Fantasy is an exercise bicycle for the mind. It might not take you anywhere, but it tones up the muscles that can. Terry Pratchett
I love Terry Pratchett’s books. I read The Colour of Magic and The Light Fantastic when they were first published and thought they were amazing, to the point that Terry Pratchett came the closest of anyone to knocking Douglas Adams of his plinth as Top Author.
But a terrible thing has happened. I read Raising Steam and I didn’t like it.
Its not that the book was terrible, it isn’t. In fact, if I’d never read a Pratchet book before, I’d probably think it was quite good. But that’s a damming indictment in itself, when has a Pratchett book only been quite good?
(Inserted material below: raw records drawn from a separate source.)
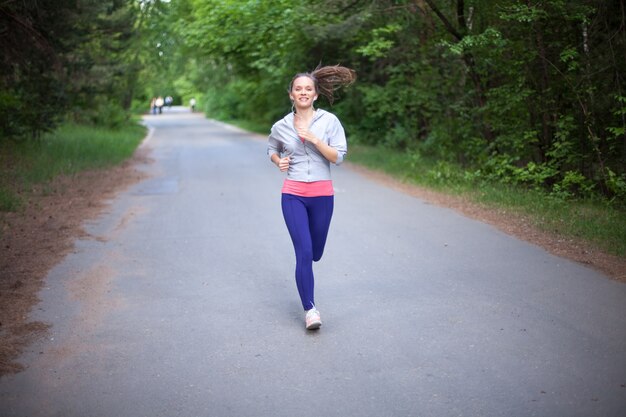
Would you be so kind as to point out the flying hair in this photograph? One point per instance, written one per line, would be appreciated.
(328, 79)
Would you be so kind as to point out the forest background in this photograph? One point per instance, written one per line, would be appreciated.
(527, 94)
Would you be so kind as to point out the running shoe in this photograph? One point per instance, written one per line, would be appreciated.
(312, 319)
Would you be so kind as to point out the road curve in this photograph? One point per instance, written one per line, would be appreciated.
(181, 302)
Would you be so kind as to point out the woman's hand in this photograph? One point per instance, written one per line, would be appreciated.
(306, 135)
(283, 163)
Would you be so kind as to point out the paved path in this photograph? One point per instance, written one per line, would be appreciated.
(182, 303)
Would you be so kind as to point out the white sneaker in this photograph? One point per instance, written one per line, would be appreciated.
(312, 319)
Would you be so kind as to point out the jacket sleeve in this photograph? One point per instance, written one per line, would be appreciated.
(337, 139)
(273, 144)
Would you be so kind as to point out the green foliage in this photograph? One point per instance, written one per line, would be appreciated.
(527, 94)
(67, 150)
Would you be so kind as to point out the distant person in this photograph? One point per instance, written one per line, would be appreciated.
(159, 104)
(303, 144)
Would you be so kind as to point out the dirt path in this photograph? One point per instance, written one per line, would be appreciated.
(37, 238)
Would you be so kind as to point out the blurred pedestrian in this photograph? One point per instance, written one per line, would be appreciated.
(159, 104)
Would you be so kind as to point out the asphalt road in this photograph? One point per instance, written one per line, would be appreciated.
(181, 302)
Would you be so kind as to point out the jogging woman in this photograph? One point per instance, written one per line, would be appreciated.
(303, 144)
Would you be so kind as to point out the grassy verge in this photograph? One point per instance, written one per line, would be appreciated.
(597, 222)
(67, 151)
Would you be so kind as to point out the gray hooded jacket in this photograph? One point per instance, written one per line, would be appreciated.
(307, 163)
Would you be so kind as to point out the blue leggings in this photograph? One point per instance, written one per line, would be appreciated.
(308, 220)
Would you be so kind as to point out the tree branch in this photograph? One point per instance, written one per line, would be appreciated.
(445, 20)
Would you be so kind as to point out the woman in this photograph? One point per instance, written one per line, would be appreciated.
(303, 144)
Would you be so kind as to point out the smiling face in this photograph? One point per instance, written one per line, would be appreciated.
(303, 92)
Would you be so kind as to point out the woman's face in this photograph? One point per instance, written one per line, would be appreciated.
(303, 92)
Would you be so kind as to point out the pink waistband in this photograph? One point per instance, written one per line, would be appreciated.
(308, 189)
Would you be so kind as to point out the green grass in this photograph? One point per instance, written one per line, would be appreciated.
(597, 222)
(67, 151)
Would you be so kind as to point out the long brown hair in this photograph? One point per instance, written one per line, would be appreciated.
(328, 79)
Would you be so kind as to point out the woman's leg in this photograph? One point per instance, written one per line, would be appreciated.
(320, 215)
(297, 221)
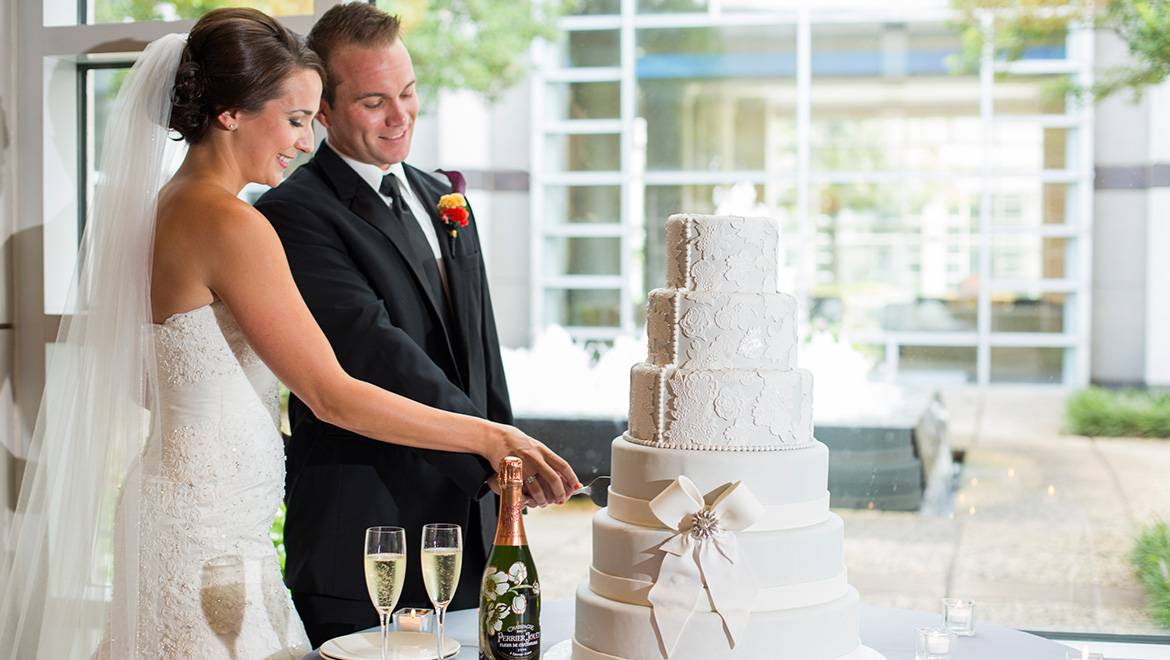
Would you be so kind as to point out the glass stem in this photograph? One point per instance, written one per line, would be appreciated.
(385, 634)
(441, 611)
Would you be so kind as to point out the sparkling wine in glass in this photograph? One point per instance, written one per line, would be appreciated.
(385, 565)
(442, 558)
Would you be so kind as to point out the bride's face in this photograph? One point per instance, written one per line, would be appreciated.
(270, 138)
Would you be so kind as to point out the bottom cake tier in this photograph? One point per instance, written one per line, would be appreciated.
(607, 630)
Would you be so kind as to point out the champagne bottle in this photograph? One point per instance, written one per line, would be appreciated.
(510, 592)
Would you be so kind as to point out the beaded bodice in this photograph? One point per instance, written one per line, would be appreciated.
(205, 581)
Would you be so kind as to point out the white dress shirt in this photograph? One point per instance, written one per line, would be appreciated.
(373, 174)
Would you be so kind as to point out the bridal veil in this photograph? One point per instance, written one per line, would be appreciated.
(97, 406)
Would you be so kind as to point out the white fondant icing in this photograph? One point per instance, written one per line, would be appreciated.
(634, 591)
(722, 253)
(789, 476)
(706, 330)
(678, 407)
(819, 632)
(718, 541)
(777, 516)
(579, 652)
(778, 557)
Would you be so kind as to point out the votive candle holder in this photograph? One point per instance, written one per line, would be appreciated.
(413, 619)
(1082, 654)
(958, 616)
(934, 644)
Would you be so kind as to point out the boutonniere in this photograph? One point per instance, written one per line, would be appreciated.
(453, 208)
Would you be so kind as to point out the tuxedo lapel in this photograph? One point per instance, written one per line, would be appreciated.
(462, 286)
(367, 205)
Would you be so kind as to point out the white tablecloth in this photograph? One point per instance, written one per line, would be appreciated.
(887, 631)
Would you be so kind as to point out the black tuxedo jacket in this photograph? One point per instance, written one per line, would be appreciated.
(390, 324)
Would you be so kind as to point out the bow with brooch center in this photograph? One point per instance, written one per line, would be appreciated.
(703, 554)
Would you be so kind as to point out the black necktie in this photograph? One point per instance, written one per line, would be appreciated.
(413, 232)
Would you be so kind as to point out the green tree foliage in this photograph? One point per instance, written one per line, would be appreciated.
(1017, 25)
(473, 45)
(468, 45)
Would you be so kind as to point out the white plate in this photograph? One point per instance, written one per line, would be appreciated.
(403, 646)
(563, 651)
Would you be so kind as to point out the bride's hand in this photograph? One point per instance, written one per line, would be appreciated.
(548, 478)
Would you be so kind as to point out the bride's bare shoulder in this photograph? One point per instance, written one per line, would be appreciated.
(195, 204)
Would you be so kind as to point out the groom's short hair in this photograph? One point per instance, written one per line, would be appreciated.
(345, 25)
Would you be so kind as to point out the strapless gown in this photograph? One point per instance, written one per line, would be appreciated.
(204, 495)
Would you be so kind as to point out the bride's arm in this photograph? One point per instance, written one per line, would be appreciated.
(248, 270)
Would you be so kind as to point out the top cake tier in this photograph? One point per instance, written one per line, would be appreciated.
(722, 253)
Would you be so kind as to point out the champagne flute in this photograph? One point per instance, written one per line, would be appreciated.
(442, 558)
(385, 565)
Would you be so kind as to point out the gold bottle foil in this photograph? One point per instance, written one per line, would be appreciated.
(510, 527)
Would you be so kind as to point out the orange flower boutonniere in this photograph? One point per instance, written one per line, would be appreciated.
(453, 212)
(453, 208)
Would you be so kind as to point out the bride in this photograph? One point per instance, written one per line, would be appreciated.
(157, 458)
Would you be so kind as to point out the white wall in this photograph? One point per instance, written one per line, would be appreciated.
(7, 226)
(1157, 247)
(1130, 233)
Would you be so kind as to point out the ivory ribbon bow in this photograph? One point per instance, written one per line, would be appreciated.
(703, 552)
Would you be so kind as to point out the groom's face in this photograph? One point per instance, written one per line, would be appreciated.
(374, 105)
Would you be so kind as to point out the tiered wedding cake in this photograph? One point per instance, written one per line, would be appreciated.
(717, 541)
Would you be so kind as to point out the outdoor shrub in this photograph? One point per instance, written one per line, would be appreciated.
(277, 535)
(1150, 558)
(1099, 412)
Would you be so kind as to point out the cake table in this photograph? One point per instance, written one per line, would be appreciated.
(890, 632)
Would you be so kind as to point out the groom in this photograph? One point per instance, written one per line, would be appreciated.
(405, 306)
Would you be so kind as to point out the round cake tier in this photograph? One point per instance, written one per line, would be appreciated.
(722, 253)
(828, 631)
(709, 330)
(725, 410)
(793, 568)
(792, 480)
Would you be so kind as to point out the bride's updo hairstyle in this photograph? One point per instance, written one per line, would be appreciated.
(236, 59)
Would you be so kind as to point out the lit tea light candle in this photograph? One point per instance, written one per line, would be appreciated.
(1084, 654)
(934, 644)
(958, 616)
(412, 619)
(937, 643)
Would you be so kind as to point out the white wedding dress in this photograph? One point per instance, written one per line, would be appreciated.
(207, 577)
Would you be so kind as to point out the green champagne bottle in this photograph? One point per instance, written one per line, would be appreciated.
(510, 592)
The problem is that it doesn’t read like Terry Pratchett. There is an exuberance in his writing that shines through his other books, a bubbling humour that satirises everything in sight and still pokes you where you least expect it before running away with gleeful laugh.
And now it’s gone.
And I’m not the only person who thinks so. If you look at the Amazon reviews for The Nightwatch, rated 4.7 and probably my favourite Discworld novel, there are only 4 one star reviews and none of them are about the actual book, three are about audio book formatting problems and one is about Kindle formatting problems. (I wish Amazon would stop this type of thing, it can really cause some confusion)
In contrast Raising Steam has an overall rating of 4.4 which is still good, but it has 54 one star reviews.
Many of them read like Eulogies. When I read them I almost felt like crying, it was the weirdest sensation. The reviews are a stream of, in many cases, beautifully written pieces that just resonate with grief and loss. They do not read like one star reviews.
Of course, Raising Steam was written when Terry Pratchett was in the advanced stages of Alzheimer’s. The fact that he managed to write the book at all is a magnificent achievement. He had long since lost the ability to type and by this time he could hardly see. And there are some wonderful things in this book. It is typically inventive, and at the same time you have social commentary as well as political intrigue, it just doesn’t feel alive. Having said that, this book felt like it was fulfilling a purpose. In many ways Raising Steam provides a conclusion for one of the main themes of the Discworld books and that is the rise of the Ankh Morpork civilisation.
in the end I’m glad I persevered with this book. Reading it saddened me, but at the same time made me appreciate Terry Pratchett all the more.